Economics of Free Speech

Has anybody out there done work on the economics of free speech?

Consider the following argument against free speech and in favor of some sort of censorship:

When speech is free speakers run no risk and pay no price for making a speech act, so irresponsible actors can use their speech to compete with responsible actors and make the issue impossible to decide. so for example a person has a disease and two doctors are competing to get the contract for his treatment. doctor A spends a lot of money on research and determines that a particular medicine has a good chance of resolving the condition. doctor B spends no money on research and just says some worthless remedy, say sugar pills will cure the condition. They both say what they want with no repercussions or consequences because speech is free i.e. Dr. A says “Take medicine” and Dr. B says “Take sugar pills”. The patient is uninformed and unable or unwilling to get informed quickly. Over time Dr. B will drive Dr.
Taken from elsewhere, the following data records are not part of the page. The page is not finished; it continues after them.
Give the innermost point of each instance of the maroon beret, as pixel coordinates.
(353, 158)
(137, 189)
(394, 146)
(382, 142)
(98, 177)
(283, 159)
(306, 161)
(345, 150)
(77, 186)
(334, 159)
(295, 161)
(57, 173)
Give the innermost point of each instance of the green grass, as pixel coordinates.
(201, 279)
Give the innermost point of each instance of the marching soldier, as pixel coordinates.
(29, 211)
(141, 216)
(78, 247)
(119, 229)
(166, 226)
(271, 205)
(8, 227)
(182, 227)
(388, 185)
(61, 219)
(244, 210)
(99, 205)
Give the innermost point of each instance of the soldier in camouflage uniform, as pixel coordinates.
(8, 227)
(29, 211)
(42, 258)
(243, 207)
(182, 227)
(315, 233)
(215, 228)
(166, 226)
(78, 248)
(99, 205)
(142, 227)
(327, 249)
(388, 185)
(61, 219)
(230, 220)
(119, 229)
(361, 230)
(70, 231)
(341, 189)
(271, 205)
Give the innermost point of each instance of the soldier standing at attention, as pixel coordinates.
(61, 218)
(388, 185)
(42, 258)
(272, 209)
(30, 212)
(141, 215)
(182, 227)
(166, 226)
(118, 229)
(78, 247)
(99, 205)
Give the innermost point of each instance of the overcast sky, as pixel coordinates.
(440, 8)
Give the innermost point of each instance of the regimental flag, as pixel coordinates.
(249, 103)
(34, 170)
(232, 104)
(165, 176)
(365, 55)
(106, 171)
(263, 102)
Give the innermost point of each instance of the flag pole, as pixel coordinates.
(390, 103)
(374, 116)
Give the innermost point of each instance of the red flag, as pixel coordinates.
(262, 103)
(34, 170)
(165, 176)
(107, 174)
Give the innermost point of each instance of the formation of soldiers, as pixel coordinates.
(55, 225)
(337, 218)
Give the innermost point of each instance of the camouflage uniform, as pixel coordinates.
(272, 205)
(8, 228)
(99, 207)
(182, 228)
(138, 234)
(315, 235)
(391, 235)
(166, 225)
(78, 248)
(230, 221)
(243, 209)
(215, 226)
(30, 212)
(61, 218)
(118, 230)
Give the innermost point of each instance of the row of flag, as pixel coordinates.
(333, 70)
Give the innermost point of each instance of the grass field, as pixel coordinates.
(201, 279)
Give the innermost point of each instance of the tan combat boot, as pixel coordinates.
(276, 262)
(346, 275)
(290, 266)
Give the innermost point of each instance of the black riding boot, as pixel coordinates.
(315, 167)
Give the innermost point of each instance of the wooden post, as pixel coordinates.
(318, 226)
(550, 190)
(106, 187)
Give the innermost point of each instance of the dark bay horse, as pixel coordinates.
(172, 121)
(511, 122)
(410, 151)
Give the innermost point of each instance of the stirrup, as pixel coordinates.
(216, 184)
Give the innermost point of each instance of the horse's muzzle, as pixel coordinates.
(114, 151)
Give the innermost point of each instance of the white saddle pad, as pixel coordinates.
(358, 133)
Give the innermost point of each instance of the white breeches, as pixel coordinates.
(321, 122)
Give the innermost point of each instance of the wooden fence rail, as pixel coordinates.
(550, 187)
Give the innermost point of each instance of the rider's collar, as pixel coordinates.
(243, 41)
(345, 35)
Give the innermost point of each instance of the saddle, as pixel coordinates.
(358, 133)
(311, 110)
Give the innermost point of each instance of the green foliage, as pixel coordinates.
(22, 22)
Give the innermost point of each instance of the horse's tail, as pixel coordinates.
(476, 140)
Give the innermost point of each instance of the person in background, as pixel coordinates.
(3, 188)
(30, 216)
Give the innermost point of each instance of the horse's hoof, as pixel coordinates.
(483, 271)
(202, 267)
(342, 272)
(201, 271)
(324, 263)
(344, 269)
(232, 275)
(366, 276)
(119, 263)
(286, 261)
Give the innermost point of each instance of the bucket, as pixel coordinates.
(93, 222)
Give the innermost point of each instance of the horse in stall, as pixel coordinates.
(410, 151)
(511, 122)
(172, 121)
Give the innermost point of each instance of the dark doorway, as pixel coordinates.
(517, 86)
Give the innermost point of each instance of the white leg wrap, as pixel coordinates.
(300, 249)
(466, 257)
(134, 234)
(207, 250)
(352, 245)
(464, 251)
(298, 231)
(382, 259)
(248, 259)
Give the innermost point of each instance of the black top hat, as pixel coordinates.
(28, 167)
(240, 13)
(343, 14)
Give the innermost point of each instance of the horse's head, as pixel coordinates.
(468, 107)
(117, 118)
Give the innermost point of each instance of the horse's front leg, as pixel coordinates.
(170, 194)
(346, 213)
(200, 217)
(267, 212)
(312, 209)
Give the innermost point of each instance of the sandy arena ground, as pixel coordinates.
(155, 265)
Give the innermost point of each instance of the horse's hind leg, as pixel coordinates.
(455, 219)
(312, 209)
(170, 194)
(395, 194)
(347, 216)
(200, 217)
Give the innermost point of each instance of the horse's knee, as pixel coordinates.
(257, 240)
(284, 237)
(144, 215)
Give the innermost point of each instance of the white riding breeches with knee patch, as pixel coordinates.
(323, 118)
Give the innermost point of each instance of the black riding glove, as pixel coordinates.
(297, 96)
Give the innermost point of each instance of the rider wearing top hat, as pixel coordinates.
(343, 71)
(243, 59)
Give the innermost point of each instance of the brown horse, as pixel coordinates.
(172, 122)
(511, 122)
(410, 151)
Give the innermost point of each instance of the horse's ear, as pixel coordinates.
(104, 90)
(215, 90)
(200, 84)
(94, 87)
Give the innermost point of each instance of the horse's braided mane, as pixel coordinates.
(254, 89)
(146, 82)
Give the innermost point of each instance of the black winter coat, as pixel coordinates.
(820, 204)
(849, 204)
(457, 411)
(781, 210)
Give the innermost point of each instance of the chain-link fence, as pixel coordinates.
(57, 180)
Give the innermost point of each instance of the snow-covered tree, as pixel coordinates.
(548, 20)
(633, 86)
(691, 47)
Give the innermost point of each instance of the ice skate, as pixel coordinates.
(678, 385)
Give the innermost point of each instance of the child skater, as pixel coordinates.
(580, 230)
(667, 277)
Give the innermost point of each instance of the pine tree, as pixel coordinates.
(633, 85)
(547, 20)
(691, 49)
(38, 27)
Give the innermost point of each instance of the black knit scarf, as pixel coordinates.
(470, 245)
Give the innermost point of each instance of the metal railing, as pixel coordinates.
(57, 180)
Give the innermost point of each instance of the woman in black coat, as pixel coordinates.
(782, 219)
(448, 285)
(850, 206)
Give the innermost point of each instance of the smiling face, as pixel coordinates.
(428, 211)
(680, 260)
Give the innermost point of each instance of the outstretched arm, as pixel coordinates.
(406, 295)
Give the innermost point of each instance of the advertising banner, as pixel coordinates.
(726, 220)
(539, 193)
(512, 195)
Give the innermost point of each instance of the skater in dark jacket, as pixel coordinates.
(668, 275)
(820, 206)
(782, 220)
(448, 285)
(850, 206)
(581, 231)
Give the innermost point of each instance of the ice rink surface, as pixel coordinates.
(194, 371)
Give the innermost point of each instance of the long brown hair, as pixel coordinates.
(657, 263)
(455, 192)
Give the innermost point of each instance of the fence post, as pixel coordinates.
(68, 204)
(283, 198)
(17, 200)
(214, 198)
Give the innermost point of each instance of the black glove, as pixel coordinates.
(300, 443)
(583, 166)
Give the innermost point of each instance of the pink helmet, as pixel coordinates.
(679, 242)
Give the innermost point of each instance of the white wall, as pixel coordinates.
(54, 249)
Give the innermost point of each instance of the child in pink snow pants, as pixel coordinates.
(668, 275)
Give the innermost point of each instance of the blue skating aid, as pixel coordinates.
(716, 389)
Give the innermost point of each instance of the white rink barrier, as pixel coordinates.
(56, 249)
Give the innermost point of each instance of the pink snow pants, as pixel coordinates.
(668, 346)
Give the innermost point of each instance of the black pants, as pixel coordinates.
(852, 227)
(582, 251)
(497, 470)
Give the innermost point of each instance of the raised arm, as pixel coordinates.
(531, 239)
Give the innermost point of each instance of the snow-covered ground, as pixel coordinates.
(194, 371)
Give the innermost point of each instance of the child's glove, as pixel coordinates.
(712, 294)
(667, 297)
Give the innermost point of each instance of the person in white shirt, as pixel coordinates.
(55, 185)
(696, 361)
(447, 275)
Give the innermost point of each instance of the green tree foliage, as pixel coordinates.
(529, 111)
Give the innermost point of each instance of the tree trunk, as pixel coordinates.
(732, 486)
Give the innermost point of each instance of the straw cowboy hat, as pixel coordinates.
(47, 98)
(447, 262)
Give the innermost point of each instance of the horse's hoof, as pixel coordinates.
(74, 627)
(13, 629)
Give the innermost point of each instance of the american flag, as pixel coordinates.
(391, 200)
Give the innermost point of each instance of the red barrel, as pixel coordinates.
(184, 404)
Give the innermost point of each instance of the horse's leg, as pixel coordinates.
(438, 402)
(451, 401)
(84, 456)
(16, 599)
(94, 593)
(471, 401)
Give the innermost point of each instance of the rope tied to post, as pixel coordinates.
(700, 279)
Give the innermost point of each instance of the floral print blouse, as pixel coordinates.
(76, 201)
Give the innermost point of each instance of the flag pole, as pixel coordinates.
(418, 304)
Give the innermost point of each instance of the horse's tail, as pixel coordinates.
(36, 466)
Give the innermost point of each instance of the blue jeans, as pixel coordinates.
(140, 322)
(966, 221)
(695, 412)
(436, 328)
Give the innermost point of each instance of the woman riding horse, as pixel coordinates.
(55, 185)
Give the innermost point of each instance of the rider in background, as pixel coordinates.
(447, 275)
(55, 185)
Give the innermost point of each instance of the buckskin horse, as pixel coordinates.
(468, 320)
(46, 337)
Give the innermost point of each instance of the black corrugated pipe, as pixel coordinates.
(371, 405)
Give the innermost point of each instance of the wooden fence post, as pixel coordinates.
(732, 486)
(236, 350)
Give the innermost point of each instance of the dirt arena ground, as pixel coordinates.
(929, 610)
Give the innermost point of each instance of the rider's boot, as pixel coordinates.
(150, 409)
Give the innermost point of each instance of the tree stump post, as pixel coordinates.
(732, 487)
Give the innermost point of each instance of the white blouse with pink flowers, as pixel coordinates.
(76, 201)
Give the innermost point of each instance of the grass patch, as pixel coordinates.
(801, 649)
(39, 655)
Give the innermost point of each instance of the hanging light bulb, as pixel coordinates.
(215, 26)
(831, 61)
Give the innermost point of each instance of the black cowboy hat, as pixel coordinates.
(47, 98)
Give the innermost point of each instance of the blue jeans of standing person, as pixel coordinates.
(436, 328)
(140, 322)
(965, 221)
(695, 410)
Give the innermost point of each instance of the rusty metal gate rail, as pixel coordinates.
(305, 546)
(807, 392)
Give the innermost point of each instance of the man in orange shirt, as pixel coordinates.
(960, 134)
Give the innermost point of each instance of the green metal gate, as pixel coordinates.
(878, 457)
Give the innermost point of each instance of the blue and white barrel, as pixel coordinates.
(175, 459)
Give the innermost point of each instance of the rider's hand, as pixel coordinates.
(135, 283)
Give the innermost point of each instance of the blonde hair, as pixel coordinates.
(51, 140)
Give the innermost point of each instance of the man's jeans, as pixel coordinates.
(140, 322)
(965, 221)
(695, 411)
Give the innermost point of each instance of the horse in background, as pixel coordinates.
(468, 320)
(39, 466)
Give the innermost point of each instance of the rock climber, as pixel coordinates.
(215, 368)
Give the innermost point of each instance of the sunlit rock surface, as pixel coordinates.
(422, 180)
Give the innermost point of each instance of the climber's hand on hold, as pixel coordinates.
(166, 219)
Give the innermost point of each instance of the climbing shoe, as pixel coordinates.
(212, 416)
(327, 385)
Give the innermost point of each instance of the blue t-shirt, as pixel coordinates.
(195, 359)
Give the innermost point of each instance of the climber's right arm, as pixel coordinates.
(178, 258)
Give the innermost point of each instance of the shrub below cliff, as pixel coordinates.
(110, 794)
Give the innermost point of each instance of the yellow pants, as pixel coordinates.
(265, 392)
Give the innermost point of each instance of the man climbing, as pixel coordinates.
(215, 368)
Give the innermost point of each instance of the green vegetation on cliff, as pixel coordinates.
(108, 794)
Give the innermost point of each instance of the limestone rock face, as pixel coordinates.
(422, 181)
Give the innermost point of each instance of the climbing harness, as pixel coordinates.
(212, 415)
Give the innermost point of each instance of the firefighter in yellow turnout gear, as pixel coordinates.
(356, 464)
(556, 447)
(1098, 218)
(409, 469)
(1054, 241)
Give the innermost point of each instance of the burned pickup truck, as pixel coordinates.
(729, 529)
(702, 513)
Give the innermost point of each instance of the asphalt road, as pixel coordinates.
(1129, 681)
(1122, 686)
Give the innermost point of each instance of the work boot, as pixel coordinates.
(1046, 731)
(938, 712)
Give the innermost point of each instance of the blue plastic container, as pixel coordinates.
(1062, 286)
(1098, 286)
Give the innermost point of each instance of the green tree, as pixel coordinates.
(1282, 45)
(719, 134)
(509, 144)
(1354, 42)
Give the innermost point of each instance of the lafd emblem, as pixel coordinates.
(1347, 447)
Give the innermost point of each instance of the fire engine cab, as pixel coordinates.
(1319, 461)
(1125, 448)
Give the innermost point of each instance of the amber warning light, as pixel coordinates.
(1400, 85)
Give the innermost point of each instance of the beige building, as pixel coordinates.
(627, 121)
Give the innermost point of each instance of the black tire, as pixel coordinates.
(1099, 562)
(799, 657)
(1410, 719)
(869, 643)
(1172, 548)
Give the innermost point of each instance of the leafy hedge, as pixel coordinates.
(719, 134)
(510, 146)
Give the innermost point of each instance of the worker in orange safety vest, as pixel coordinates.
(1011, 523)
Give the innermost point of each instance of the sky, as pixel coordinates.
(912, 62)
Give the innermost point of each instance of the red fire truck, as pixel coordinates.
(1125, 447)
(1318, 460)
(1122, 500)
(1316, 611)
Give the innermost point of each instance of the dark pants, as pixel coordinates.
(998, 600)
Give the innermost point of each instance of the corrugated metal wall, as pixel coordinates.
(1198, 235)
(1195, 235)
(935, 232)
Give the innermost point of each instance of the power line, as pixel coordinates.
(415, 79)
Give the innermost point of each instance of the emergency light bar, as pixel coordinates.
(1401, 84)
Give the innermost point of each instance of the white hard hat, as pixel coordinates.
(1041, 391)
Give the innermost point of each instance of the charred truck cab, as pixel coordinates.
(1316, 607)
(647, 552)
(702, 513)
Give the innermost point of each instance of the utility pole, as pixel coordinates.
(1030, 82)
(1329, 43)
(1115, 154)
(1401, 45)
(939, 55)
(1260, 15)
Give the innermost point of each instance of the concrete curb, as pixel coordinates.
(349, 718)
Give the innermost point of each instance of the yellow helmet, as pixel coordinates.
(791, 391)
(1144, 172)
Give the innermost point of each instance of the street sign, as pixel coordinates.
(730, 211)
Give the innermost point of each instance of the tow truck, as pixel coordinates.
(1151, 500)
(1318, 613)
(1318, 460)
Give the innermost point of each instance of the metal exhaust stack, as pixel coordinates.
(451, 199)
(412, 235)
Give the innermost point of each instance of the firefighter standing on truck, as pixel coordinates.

A out of business because he does not have the costs of researching what treatment actually works. And,obviously, he can claim after the fact if the patient dies that it was not his fault or it didn’t happen because speech is free.

What is the free market response to this?

Is a certain level of norm-based truthfulness necessary for a free market of ideas to operate?

Or is there a way to work in individual actors doing detective work and then sharing their findings, so that the market itself imposes a cost for lying?

But how could you tell the difference between real snopes and fake snopes created by a lying agent?



4 thoughts on “Economics of Free Speech

  1. Well Dr B will go out of business because his patients die and nobody goes to him. Then eventually the Dr A type will bootstrap themselves back into practice and it’ll be fine, as everyone will remember the lying Dr B’s…everyone of the current generation who experienced it, anyway. See, the free market works! *attempting a poker face*

  2. Aside from the medical example (which is commercial speech), there is much hue-ing and crying about how “free” speech is if there is any cost at all. Speakers forget that just because your speech may be legal, it doesn’t mean people won’t respond negatively and private actors may ban your speech in their ambit.
    Your speech may be free, but that doesn’t mean people will still like you.